Less obvious is that yeast and seeds both require patience to see the outcome. You can’t keep on poking and prodding and fiddling with them and get good results. You have to plant the seeds and let them do their thing. You mix the yeast into dough and leave it to sort itself out for a while. While you play a role, you don’t actually make anything happen. You can introduce the seeds or yeast, you can make their environments as supportive as possible with nutrients, moisture and even modifying temperatures, but you don’t make them grow. If you fiddle too much you will reduce effectiveness, or even kill something.

You also can’t confine them to a single neat little space without giving them room for growth. In a small sealed jar they will either not reach their full potential, or they will break out of the jar to do what they are supposed to do.

A third point is that they are always all around us, and will find a way to grow. In these parables Jesus talks about intentionally planting things to see benefits, but those are things that were well known in the area to also be naturally occurring. As Pliny the Elder said, mustard grows wild, but benefits from transplanting, and readily self seeds.

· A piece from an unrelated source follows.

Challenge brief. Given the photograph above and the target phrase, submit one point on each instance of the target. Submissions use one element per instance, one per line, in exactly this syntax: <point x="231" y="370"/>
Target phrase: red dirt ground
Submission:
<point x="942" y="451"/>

Leavening was known to be a naturally occurring phenomenon, to the point that when unleavened bread was required for religious reasons rabbis have actually worked out how long it takes for dough to start rising from the natural yeast that generally exists around us. If you are making unleavened bread you have 18 minutes to get it cooked. After 18 minutes some leavening has happened and the dough starts to rise whether you intend for that to happen or not.

This doesn’t mean you should just wait for the kingdom of heaven to do it’s own thing instead of actively doing something. In both of these parables there is a person actively doing something with an end goal in mind. They have prepared the field, and ground the flour. They have introduced the seed and the yeast to what should be ideal environments. They have done their best. But what we shouldn’t be doing is stressing about the results. Maybe it’s not the right time for that particular seed to grow. Maybe it’s not the right environment for that particular strain of yeast and there’s a different one waiting for an opportunity. Maybe that particular seed is one that’s the start of a different adaptation so when it grows it won’t look like you were expecting. It’s not your job to make the kingdom of heaven be successful the way you expect it to be. Your job is to prepare the way for it to grow and flourish the way God has intended it to.

What I would take away from this is: Sow seeds of the kingdom wherever you can but don’t poke and prod and obsessively check in to see if they are growing yet. Work to create fertile areas, but be patient and wait to see what will come in Gods timing, and when the time comes accept the nourishment, comfort and shelter of His kingdom. Don’t smother it and try to keep it confined to a neat little designated space. Stand back and allow room for growth, for the kingdom will grow. Do your best but don’t stress about it.